The Kamehameha Early Education Program (KEEP) was a language arts program designed for underachieving native Hawaiian children. Developed in the early 1970s to help these children improve their reading skills, it emphasized anthropological knowledge and the importance of cultural compatability in educating students. The children's native culture was used as a basis for instructional practices.
Observing the children's home culture, researchers learned that Hawaiian children typically turn for assistance to their peers and older siblings rather than to adults. Villegas (1991) describes how KEEP utilized this observation as an effective teaching practice:
"To capitalize on this community practice, KEEP set up peer-learning centers in the classrooms. As used in the project, the centers encouraged children to help one another with learning tasks. The organization of learning in peer centers contrasts sharply with the way instruction is typically organized during teacher-led lessons, the most frequest form of instruction. In peer centers, the students have a fair degree of responsibility for their own learning, much like the Hawaiian children have in their own homes. In teacher-directed lessons, the instructor has tight control over the actions of students, a feature that clashes dramatically with the norms of the Hawaiian community." (p. 14)

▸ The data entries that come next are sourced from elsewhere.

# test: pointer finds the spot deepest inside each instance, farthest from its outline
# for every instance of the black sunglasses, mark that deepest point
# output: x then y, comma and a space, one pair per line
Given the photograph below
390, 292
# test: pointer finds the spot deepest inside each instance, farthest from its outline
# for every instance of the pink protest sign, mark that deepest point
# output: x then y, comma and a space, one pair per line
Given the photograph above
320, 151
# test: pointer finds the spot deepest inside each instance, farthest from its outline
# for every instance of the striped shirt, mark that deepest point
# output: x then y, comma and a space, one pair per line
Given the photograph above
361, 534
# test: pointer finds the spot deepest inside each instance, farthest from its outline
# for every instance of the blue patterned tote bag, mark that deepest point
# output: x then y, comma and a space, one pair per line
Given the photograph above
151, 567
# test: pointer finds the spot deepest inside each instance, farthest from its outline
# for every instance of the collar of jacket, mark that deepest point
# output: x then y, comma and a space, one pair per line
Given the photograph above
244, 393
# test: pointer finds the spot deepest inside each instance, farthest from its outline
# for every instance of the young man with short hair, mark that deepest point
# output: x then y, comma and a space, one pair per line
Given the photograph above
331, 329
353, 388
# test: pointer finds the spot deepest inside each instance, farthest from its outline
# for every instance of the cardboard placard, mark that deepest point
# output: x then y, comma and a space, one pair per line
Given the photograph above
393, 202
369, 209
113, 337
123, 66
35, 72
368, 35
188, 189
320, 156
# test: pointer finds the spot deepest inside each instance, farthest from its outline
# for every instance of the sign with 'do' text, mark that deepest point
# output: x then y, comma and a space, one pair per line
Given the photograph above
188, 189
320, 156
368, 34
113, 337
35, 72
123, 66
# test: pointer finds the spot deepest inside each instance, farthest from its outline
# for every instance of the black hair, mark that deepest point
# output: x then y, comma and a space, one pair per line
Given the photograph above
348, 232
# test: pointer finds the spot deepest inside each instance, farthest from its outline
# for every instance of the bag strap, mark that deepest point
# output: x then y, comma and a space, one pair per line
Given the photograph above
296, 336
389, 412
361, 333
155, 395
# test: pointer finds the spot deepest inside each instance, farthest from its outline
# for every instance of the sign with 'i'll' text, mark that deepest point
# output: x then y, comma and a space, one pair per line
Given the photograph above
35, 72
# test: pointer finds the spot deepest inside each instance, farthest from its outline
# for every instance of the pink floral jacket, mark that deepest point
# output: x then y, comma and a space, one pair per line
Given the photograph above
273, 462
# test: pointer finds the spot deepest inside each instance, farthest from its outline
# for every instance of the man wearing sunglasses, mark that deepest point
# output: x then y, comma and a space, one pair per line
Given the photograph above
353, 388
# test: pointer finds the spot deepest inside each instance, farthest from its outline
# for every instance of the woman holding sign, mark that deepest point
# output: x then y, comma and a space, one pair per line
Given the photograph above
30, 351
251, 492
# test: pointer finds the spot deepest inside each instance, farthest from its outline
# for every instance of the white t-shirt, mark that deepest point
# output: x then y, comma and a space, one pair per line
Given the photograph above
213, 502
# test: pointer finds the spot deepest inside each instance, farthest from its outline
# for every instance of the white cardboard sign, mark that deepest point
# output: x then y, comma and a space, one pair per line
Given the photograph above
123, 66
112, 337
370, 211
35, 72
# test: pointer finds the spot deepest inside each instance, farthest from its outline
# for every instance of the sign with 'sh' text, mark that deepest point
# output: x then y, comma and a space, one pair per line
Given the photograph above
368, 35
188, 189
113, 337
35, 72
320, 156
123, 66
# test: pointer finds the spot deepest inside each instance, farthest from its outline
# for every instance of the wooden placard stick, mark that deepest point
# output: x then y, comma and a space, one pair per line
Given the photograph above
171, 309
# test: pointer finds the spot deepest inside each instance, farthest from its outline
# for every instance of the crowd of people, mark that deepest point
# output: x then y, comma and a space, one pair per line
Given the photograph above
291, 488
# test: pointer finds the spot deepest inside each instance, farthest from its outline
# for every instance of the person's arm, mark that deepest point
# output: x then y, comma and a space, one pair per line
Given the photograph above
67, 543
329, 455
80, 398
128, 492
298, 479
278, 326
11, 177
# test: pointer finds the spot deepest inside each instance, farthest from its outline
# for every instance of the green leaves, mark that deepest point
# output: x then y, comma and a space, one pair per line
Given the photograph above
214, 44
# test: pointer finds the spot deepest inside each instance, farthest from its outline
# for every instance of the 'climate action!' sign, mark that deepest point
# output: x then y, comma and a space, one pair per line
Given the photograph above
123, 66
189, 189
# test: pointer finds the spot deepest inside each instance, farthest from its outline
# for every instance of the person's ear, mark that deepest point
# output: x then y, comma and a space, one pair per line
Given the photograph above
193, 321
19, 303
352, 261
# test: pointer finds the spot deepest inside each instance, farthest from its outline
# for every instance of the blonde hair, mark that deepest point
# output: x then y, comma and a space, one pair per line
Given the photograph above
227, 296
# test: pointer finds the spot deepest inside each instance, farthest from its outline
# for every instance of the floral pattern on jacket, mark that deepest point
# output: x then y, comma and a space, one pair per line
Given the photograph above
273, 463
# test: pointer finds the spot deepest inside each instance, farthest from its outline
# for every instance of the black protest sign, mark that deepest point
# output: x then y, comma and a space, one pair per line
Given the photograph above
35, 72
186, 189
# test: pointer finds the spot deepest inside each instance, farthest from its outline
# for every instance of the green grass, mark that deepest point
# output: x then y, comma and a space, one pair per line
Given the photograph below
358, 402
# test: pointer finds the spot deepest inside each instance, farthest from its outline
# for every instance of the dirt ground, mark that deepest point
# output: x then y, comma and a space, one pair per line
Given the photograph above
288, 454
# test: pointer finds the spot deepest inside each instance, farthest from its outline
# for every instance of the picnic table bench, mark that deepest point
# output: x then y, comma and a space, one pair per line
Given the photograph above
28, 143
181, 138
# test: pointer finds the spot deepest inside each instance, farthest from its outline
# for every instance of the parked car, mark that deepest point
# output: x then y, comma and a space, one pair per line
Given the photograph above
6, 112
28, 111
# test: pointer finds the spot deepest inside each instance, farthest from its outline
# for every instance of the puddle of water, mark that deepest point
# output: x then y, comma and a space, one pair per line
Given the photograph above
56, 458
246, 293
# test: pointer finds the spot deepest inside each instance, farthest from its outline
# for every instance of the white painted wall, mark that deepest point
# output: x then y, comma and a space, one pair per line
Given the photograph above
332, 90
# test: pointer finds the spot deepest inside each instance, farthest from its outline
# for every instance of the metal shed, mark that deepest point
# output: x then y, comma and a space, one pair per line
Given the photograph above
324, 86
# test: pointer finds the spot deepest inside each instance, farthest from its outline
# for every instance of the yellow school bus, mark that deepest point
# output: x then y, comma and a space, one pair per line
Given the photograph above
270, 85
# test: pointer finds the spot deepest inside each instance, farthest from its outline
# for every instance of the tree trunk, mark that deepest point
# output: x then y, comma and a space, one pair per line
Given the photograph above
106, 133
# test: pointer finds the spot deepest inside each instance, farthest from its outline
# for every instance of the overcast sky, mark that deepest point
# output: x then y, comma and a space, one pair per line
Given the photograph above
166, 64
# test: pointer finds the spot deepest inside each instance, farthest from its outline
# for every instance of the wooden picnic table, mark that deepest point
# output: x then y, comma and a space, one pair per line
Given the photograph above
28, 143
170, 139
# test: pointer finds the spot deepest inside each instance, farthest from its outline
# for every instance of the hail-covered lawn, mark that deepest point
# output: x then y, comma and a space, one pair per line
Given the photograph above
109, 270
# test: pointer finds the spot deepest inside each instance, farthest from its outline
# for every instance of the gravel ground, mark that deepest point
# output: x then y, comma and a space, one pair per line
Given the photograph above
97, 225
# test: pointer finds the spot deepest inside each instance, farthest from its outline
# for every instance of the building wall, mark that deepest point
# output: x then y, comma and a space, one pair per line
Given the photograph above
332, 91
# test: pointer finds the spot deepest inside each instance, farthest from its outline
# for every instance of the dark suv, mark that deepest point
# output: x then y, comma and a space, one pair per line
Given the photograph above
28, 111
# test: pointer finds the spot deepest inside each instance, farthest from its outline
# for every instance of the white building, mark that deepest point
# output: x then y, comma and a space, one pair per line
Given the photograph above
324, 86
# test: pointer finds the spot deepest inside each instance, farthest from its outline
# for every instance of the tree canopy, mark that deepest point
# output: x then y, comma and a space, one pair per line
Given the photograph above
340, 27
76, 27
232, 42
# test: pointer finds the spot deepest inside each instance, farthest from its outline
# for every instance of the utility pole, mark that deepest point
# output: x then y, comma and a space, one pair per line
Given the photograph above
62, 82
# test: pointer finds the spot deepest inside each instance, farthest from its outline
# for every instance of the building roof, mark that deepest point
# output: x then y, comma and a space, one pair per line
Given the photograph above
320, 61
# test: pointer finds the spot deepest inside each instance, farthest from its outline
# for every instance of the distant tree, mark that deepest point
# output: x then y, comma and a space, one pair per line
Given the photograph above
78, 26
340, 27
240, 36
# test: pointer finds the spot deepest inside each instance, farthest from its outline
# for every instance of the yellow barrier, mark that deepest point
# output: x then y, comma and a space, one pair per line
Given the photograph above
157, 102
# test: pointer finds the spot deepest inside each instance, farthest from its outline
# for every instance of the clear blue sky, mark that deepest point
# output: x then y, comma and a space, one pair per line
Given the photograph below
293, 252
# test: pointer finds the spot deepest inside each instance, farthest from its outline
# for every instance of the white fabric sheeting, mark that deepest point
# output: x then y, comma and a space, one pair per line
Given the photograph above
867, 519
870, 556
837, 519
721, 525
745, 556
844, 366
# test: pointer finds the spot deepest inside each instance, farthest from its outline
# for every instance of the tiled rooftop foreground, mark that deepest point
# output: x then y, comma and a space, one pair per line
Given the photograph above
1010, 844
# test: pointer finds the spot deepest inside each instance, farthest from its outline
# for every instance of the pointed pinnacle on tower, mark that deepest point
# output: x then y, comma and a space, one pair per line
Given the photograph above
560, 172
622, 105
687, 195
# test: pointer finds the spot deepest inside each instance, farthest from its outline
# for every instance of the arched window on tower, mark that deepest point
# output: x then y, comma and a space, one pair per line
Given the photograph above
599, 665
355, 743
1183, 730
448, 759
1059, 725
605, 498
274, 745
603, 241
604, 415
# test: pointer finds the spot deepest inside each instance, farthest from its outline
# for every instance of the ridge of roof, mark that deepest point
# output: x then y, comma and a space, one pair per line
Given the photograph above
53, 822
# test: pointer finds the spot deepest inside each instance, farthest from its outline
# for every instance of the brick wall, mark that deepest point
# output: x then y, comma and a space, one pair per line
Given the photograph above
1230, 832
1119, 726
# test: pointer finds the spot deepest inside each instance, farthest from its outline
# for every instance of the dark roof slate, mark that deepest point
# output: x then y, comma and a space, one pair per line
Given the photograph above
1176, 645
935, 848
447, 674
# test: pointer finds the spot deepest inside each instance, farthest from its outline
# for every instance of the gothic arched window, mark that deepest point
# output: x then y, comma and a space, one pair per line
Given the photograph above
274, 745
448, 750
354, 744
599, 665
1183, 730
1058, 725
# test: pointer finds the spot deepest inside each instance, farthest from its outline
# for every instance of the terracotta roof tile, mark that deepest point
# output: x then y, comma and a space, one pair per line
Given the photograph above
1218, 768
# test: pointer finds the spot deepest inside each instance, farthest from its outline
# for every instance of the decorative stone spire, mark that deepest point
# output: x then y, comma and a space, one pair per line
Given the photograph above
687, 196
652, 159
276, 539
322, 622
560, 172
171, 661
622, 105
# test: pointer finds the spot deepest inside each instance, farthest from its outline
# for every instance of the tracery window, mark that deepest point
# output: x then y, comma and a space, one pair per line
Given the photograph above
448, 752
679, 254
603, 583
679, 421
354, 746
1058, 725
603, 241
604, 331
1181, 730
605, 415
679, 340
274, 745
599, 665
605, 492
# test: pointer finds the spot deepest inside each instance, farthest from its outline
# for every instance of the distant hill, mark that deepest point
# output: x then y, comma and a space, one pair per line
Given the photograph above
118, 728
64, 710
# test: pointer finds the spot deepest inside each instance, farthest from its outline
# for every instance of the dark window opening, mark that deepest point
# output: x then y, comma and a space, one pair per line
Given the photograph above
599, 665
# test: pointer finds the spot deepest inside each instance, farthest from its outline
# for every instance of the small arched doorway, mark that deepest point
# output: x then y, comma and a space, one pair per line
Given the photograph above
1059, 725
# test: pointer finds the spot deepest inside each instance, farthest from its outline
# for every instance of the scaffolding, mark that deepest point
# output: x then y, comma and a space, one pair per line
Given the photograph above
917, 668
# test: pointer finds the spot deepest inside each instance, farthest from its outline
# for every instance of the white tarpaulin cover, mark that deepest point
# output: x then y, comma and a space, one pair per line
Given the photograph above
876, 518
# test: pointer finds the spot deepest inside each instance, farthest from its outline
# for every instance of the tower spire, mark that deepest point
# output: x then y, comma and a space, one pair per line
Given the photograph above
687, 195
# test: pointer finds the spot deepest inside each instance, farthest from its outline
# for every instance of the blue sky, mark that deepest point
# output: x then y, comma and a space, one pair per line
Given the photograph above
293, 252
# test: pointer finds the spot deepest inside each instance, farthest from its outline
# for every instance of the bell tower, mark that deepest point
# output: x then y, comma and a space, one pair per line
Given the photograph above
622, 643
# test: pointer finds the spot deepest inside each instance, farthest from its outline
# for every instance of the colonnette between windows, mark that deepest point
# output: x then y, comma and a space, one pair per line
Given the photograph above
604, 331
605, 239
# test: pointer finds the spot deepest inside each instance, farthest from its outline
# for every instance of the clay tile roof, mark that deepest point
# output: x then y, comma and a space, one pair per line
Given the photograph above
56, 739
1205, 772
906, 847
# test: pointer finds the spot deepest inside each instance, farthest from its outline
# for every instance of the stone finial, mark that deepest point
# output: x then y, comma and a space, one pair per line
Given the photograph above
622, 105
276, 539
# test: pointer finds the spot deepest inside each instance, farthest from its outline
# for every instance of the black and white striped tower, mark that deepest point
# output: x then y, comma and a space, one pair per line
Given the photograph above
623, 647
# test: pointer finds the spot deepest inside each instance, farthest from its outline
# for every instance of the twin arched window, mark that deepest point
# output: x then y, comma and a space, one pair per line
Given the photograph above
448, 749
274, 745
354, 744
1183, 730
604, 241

Besides the emphasis on peer teaching and learning, researchers noted that Hawaiian culture promotes joint turn-taking during conversation. Watson-Gegeo and Boggs (1977) as well as Au (1980), Au and Mason (1983), and Au and Kawakami (1991) studied a characteristic speech event in Hawaiian communities called talk story. They successfully translated this participation structure into the KEEP literacy curriculum. Children were encouraged to engage in the cooperative production of responses. They co-narrated stories on the basis of a home speech-community pattern, in which turn-taking was negotiated within a group of peers. Equal rights were exercised during talk-storying and were applied to both teacher and students. Villegas (1991) notes:
"By design, the allocation of turns at speaking during the lessons resembles the rules for participation in the talk story, a recurrent speech event in Hawaiian culture. Specifically, students are allowed to build joint responses during story time, either among themselves or together with the teacher. This strategy of collective turn-taking parallels the joint narration of a story by two or more individuals, which is typical of the talk story. Joint turn-taking contrasts markedly with the one-speaker-at-a-time convention that prevails in mainstream classes." (p. 14)
Through an understanding of children's home and community experiences, cultural congruence was established successfully in the classroom context through KEEP, and literacy learning flourished.